Ese gazpacho ya era un plato muy conocido en España a finales del siglo XVIII. Algunos de los curiosos impertinentes que visitaron nuestro país escriben sobre él. Por ejemplo, el inglés Richard Twiss, al salir de Gibraltar en dirección a Cádiz, el 16 de julio de 1773, otro tórrido día, después de recorrer a caballo unas tres leguas, llegó a Los Barrios. Allí hizo un alto. No habiendo venta o posada en lo que entonces no pasaba de ser una aldea, logró pernoctar en ella tras persuadir a una vieja frutera. Sólo pudo cenar gazpacho. Lo describe como «una especie de soupe maigre»; y perspicazmente lo valora como «excelente reconstituyente y refrescante durante los calores intensos». Aún se atreve a dar la receta: «se prepara vertiendo una cantidad suficiente de aceite, vinagre, sal y pimienta, en un cuarto de agua fría, añadiendo, además, mendrugos de pan, ajo y cebolla picados finamente».

No es muy distinta ni la receta ni la opinión que, medio siglo más tarde, daría otro inglés: Richard Ford, que recorrió durante tres años el país. Fruto de aquella estancia fue la primera y excelente guía turística de España que escribió doce años después a petición de Murray, el famoso editor londinense. En su Hand-book, Ford afirma que el gazpacho se compone de «cebolla, ajo, pepinos y pimientos, todo muy picado y mezclado con trozos de pan en una sopera llena de aceite, vinagre y agua fresca». Opina, además, que es un plato «refrescante durante el verano». Observa, que los andaluces no pueden prescindir del mismo. Advierte a eventuales viajeros que «los extranjeros no lo digieren fácilmente».

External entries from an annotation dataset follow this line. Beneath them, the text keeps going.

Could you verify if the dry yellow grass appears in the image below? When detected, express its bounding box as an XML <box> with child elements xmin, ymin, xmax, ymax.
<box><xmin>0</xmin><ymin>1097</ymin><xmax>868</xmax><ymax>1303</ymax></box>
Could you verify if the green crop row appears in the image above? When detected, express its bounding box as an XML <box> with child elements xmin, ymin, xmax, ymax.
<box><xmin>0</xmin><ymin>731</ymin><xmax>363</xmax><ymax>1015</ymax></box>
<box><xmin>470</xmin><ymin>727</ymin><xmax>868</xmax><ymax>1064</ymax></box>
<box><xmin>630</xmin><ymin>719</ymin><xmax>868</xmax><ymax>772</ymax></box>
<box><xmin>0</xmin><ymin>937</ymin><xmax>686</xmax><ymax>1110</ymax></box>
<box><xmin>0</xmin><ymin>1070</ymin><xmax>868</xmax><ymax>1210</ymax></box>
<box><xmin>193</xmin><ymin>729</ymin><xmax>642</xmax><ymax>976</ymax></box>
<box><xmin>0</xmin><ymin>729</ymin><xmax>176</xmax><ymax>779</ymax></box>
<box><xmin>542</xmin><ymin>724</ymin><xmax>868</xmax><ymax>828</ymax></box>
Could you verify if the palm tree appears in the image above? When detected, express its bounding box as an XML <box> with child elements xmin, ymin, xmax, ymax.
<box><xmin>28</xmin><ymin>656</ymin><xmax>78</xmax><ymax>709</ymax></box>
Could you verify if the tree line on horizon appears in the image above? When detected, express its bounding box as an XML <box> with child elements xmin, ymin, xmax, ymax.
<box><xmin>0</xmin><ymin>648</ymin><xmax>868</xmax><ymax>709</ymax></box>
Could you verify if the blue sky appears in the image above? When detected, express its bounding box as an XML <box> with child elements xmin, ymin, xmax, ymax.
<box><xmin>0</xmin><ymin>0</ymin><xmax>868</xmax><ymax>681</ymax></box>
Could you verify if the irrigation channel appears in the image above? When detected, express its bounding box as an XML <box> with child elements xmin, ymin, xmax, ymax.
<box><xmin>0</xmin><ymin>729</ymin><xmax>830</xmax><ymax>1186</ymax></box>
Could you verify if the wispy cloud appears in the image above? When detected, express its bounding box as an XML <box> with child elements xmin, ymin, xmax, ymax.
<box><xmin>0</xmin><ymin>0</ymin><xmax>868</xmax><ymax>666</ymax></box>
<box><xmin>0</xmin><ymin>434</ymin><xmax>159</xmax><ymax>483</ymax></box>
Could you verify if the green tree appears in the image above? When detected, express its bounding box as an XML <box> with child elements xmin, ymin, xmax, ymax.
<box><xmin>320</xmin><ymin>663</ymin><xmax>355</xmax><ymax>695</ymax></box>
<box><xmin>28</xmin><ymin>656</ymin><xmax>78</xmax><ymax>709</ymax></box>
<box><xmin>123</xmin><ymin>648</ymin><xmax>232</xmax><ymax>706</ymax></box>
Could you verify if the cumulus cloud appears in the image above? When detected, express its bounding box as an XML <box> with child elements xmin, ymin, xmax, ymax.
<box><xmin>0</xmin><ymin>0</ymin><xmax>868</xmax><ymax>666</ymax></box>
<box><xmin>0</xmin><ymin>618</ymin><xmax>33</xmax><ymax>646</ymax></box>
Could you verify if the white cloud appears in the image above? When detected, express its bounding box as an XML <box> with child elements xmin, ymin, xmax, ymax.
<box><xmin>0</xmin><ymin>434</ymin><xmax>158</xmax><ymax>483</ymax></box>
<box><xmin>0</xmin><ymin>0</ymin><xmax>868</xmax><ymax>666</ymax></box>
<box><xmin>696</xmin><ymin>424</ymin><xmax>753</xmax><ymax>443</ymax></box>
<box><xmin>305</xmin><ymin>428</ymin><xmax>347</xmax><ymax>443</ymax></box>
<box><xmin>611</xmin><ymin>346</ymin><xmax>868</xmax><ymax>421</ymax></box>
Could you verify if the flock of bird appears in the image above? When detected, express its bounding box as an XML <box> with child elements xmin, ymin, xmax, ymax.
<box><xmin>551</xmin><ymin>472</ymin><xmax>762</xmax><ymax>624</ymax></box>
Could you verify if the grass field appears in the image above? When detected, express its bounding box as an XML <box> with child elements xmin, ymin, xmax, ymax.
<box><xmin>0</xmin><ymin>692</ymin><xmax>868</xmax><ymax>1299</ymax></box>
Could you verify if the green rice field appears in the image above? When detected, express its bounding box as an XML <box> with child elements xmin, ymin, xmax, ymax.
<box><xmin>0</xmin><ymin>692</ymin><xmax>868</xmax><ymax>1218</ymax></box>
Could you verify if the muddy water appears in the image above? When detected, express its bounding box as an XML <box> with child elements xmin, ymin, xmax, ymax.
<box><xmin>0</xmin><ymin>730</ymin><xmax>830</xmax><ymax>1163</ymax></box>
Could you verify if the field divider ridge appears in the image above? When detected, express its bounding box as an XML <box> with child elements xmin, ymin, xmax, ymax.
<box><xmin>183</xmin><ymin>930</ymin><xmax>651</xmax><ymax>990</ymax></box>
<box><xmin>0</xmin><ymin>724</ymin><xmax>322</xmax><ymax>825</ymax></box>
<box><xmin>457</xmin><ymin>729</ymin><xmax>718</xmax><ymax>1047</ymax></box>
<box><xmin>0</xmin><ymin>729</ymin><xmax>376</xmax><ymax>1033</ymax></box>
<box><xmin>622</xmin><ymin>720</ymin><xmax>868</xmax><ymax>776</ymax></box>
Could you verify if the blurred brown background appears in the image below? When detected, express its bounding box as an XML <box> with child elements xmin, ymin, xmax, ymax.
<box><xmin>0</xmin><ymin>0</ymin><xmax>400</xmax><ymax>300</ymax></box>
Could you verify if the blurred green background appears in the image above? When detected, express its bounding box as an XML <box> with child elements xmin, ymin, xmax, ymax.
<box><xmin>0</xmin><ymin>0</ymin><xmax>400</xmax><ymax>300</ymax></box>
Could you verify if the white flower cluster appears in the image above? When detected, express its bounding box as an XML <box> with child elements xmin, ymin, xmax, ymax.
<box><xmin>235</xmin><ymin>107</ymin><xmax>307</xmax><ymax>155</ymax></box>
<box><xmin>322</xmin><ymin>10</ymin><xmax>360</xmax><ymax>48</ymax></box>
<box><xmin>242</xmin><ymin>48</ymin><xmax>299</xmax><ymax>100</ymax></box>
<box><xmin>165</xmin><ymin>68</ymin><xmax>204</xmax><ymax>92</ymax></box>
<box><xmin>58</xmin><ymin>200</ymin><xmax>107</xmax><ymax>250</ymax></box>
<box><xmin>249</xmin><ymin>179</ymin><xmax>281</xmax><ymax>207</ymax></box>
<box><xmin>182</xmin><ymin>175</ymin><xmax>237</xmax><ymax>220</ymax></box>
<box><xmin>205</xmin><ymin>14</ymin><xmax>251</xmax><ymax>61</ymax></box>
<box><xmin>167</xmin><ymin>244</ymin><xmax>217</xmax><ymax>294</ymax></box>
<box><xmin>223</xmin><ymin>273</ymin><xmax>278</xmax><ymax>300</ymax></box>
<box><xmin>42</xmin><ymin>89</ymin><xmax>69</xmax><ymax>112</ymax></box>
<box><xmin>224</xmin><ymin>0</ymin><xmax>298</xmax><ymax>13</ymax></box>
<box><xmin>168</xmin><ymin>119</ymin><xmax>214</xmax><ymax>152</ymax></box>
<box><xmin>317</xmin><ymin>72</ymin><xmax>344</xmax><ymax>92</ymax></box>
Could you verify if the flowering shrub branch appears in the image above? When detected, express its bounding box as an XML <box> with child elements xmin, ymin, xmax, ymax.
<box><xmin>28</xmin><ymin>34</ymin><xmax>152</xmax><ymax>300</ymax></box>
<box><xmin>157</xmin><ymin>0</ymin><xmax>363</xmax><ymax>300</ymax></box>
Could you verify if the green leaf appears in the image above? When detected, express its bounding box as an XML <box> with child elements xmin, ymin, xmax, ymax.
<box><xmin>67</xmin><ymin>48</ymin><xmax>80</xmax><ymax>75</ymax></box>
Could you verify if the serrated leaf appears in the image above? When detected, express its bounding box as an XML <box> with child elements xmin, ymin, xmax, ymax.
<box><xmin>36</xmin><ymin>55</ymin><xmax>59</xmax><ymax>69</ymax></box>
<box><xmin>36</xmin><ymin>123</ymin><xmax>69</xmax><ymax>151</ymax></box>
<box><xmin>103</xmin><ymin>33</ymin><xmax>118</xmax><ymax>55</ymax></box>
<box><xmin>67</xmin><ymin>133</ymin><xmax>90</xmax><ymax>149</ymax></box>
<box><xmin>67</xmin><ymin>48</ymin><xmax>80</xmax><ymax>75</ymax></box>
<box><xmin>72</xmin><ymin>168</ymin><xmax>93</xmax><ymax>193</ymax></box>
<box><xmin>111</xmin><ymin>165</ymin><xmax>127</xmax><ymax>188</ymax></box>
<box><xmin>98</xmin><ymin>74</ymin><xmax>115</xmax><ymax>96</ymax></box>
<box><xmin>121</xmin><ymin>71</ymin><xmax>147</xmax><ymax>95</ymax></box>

Más o menos es el mismo plato que Théophile Gautier degustó por primera vez en Vélez-Málaga. Era el verano de 1840. El autor de Viaje a España, uno de los libros más maravillosos del género de todos los tiempos y que alcanzó un extraordinario éxito editorial, también nos dejó su receta: «se echa agua en una sopera, a esta agua se le añade un chorro de vinagre, unas cabezas de ajo, cebollas cortadas en cuatro partes, unas rajas de pepino, algunos trozos de pimiento, una pizca de sal, y se corta pan que se deja empapar en esta agradable mezcla, y se sirve frío». Gautier no dudó en calificarlo de «horrible brebaje». Añade cruelmente que en Francia «unos perros bien criados rehusarían comprometer su hocico en semejante mezcolanza». No deja de sorprenderse que «las más bonitas mujeres» no teman tomarlo. Y, finalmente, acaba por mostrarse condescendiente, al añadir que «por muy extraño que parezca la primera vez que se prueba, uno acaba por acostumbrarse e incluso llega a gustar».

El gazpacho, ya era a mediados del siglo XIX, junto con el cocido o puchero, el plato más genuino y representativo de la vilipendiada cocina española. Prueba de ello es que otro inglés, William George Clark, tituló Gazpacho su libro de impresiones tras recorrer España durante el verano de 1848. En el prefacio, el autor justifica la elección del título por varios motivos: en primer lugar, porque es un plato popular y muy conocido en España; en segundo lugar, porque es una mezcla de elementos muy heterogéneos que acaba por resultar equilibrada, perfecta y, además, barata y al alcance de todos. Por lo dicho desea que su libro le parezca a los lectores un reflejo de esa rara y sabia combinación.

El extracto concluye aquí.